Artichoke Spinach Casserole


1 pound fresh mushrooms, sliced
1/3 cup chicken broth
1 tablespoon all-purpose flour
1/2 cup evaporated milk
4 packages (10 ounces each) frozen chopped spinach, thawed and well drained
2 cans (14-1/2 ounces each) diced tomatoes, drained
2 cans (14 ounces each) water-packed artichoke hearts, drained and thinly sliced
1 cup (8 ounces) sour cream
1/2 cup mayonnaise
3 tablespoons lemon juice
1/2 teaspoon garlic powder
1/4 teaspoon salt
1/4 teaspoon pepper
Paprika, optional


In a large skillet, cook mushrooms and broth over medium heat until tender, about 3 minutes. Remove mushrooms with a slotted spoon and set aside. Whisk flour and milk until smooth; add to skillet. Bring to a boil; cook and stir for 2 minutes. Remove from the heat; stir in spinach, tomatoes and mushrooms.

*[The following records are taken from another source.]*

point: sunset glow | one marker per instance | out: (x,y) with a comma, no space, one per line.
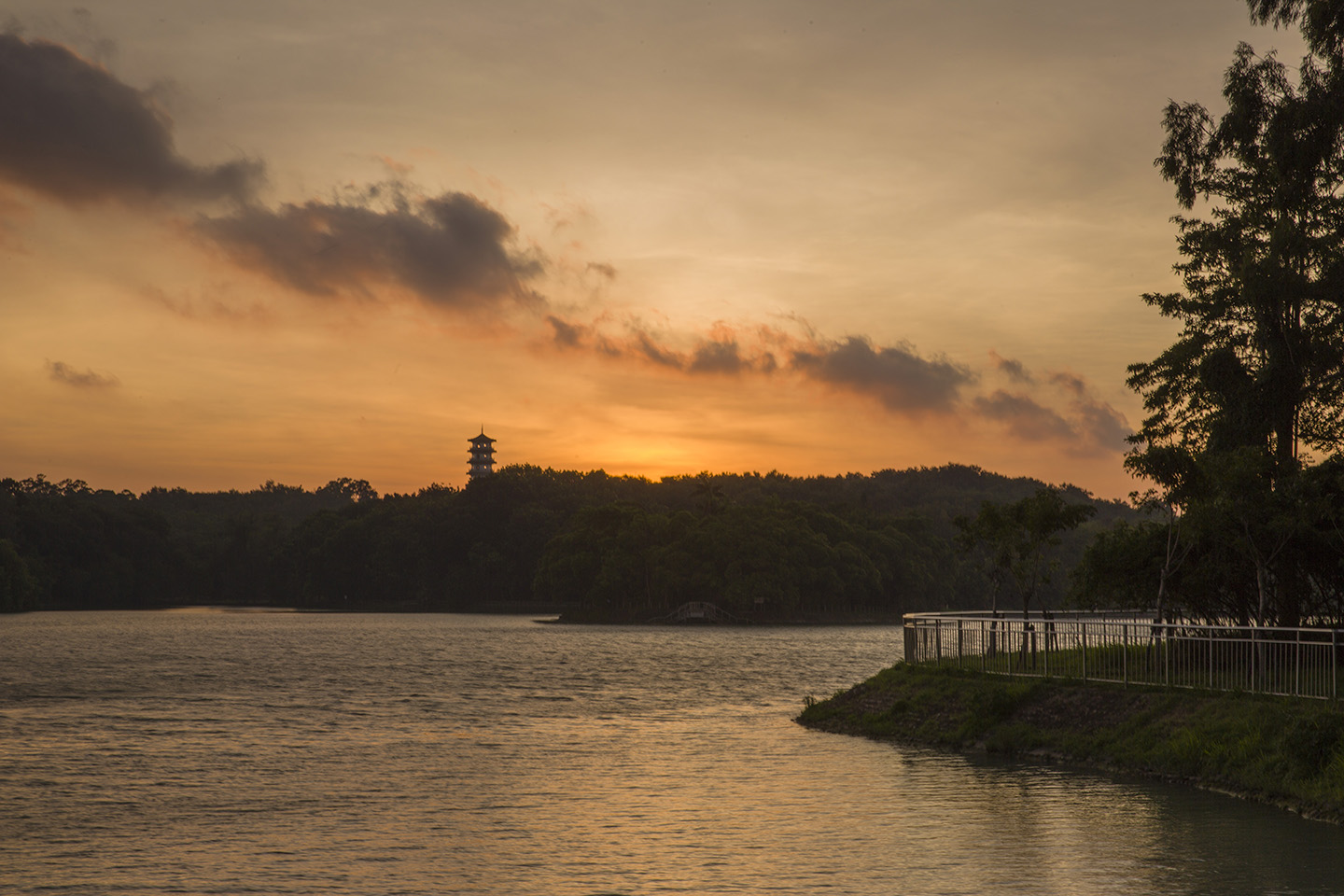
(246,242)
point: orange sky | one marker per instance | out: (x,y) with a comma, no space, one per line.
(259,241)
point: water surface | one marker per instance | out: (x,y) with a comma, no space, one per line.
(179,752)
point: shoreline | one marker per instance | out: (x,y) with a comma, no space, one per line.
(1281,751)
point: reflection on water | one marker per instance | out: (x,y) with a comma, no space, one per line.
(363,754)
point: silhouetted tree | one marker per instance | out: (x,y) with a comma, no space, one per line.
(1254,385)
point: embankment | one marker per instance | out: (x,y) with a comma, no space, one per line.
(1282,751)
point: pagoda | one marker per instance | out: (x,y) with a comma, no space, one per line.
(483,457)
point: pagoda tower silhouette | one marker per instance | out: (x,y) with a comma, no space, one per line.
(483,457)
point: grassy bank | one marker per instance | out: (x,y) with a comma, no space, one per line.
(1282,751)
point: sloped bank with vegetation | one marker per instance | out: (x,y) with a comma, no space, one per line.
(1276,749)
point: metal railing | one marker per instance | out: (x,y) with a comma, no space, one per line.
(1132,648)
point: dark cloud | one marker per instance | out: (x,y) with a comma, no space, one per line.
(451,250)
(897,376)
(62,372)
(1102,427)
(1013,369)
(1092,427)
(650,348)
(1025,416)
(72,131)
(1070,383)
(718,357)
(567,335)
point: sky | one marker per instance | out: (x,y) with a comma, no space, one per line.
(302,241)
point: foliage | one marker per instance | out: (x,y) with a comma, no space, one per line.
(1246,407)
(1015,539)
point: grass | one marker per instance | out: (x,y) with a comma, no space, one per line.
(1279,749)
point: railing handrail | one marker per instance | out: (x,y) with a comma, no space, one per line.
(1133,647)
(1126,617)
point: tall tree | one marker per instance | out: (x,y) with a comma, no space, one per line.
(1253,387)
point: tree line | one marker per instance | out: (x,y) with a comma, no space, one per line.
(602,547)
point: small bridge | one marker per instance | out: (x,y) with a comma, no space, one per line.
(699,611)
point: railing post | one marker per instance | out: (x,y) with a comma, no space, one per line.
(1124,656)
(1297,664)
(1167,656)
(1210,630)
(1084,626)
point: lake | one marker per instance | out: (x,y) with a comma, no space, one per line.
(262,752)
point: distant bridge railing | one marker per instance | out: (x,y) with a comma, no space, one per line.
(1132,648)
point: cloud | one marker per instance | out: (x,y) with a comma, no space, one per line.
(717,354)
(62,372)
(1013,369)
(1025,416)
(897,376)
(1087,427)
(452,250)
(73,132)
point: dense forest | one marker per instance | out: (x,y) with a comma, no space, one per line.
(763,547)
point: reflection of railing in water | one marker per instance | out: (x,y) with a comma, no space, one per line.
(1132,649)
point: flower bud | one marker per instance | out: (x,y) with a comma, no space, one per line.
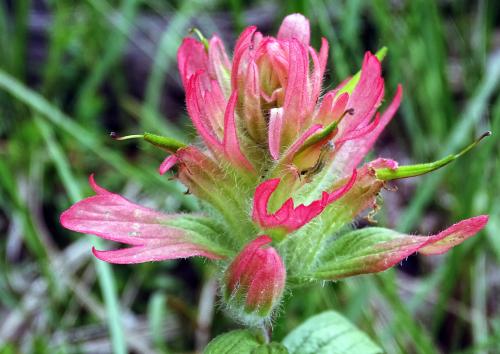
(254,282)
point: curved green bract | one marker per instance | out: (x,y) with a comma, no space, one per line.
(387,174)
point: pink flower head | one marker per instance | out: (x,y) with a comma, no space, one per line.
(255,280)
(277,159)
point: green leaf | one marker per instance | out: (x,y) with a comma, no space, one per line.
(241,341)
(387,174)
(271,348)
(329,333)
(353,82)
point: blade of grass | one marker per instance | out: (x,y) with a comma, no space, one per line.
(116,43)
(86,138)
(104,271)
(459,135)
(167,48)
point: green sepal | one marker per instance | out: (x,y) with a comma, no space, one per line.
(243,341)
(323,134)
(387,174)
(200,36)
(271,348)
(163,142)
(351,84)
(204,231)
(329,333)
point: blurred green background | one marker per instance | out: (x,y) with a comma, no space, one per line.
(72,71)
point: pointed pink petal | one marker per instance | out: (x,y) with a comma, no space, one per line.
(297,144)
(454,235)
(361,132)
(252,110)
(191,57)
(288,217)
(323,55)
(219,64)
(241,48)
(275,131)
(295,26)
(316,78)
(97,189)
(112,217)
(231,144)
(367,95)
(351,153)
(197,113)
(296,96)
(167,164)
(375,249)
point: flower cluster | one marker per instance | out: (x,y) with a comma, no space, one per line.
(278,172)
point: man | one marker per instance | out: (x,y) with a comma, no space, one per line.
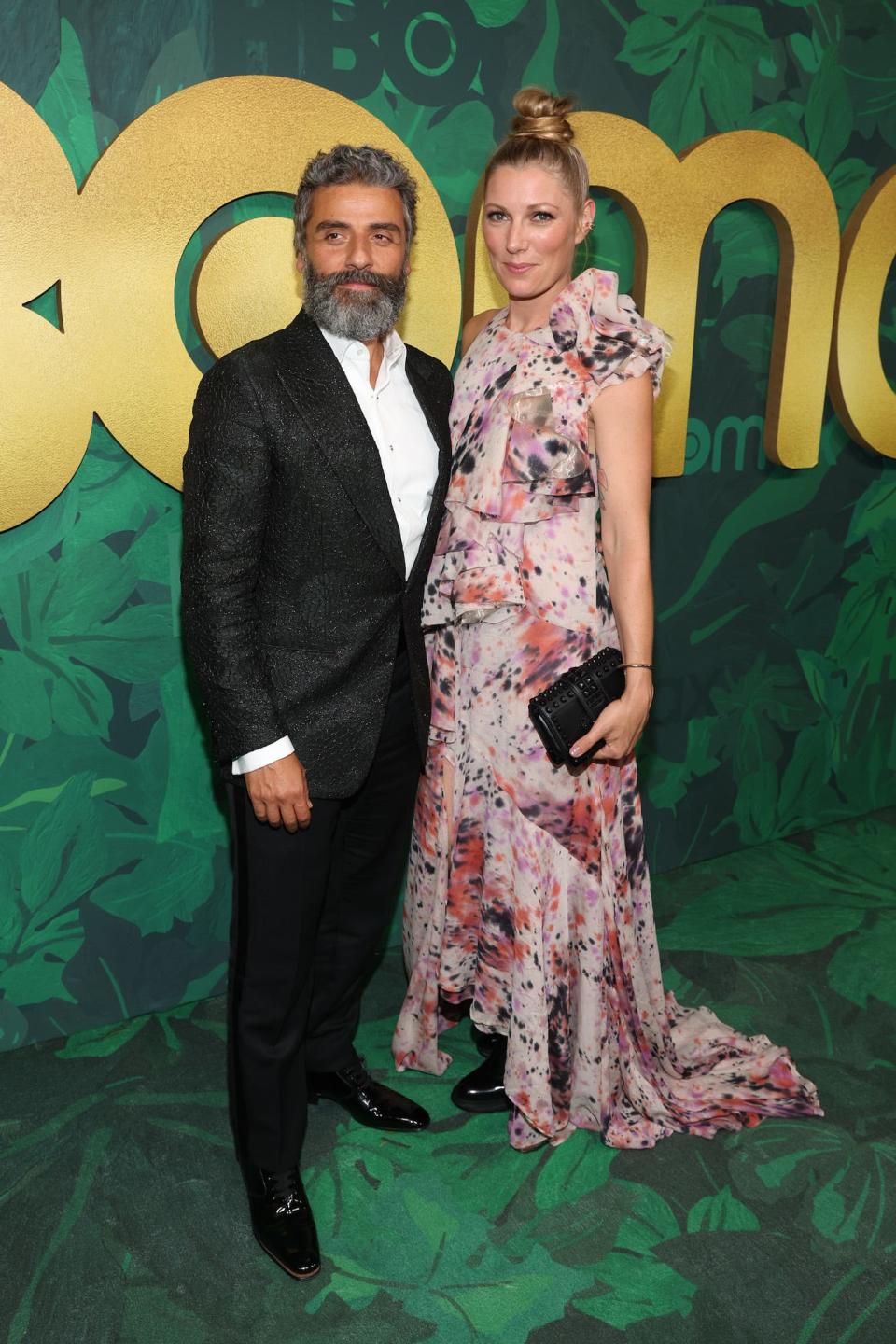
(314,489)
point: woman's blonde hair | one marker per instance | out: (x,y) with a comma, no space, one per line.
(541,134)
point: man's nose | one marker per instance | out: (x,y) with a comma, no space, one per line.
(359,254)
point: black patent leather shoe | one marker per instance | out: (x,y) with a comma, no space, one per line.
(483,1090)
(366,1099)
(282,1219)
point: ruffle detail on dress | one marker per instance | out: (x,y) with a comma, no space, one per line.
(540,455)
(474,576)
(601,333)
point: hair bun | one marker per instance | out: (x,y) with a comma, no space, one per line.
(540,115)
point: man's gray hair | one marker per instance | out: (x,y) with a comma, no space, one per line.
(344,164)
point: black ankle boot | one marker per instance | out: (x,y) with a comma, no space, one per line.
(483,1090)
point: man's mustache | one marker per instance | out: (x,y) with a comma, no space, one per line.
(357,277)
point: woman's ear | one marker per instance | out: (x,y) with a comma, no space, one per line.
(586,220)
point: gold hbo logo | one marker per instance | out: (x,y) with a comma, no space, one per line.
(115,249)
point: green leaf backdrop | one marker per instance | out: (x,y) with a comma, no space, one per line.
(776,590)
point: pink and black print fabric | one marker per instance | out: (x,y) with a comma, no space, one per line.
(528,890)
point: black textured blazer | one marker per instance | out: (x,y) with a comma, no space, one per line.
(293,571)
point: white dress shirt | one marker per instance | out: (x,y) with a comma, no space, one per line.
(409,455)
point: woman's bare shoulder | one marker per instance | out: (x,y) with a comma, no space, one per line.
(474,326)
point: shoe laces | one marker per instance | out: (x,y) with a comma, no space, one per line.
(287,1188)
(357,1074)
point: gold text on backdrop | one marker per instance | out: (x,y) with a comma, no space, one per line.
(115,250)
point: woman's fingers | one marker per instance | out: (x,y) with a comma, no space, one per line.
(615,730)
(599,730)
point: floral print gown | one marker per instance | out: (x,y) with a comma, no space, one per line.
(528,890)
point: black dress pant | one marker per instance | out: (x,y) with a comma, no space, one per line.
(311,914)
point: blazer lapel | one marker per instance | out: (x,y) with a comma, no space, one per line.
(323,397)
(437,421)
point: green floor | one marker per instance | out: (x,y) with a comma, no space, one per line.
(122,1212)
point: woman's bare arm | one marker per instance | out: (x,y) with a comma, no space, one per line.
(473,327)
(623,418)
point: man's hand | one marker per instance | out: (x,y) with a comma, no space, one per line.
(278,793)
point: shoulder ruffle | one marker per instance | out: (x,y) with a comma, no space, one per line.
(603,333)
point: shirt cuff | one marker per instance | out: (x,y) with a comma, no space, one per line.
(263,756)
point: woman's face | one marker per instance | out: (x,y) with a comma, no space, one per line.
(531,226)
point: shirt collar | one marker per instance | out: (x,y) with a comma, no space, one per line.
(343,347)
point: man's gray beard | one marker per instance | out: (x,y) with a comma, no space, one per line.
(355,315)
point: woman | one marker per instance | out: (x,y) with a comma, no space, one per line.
(528,890)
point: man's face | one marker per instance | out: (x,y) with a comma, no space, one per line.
(354,259)
(357,228)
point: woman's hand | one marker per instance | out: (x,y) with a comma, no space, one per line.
(620,724)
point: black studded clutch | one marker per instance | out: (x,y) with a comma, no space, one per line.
(566,710)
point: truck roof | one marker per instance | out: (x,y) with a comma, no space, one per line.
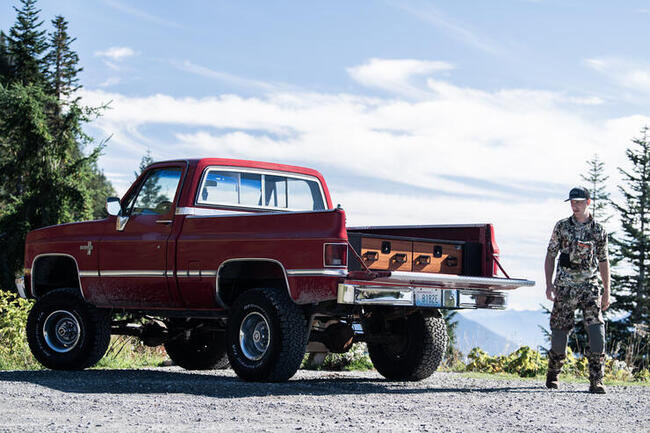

Place half of the artichokes in an ungreased 13 by 9-inch baking dish. Top with half of the spinach mixture. Repeat layers. Combine the sour cream, mayonnaise, lemon juice, garlic powder, salt and pepper; dollop over the top of the casserole. Sprinkle with paprika if desired. Bake, uncovered, at 350 for 25 to 30 minutes or until bubbly. Yield: 12 to 14 servings.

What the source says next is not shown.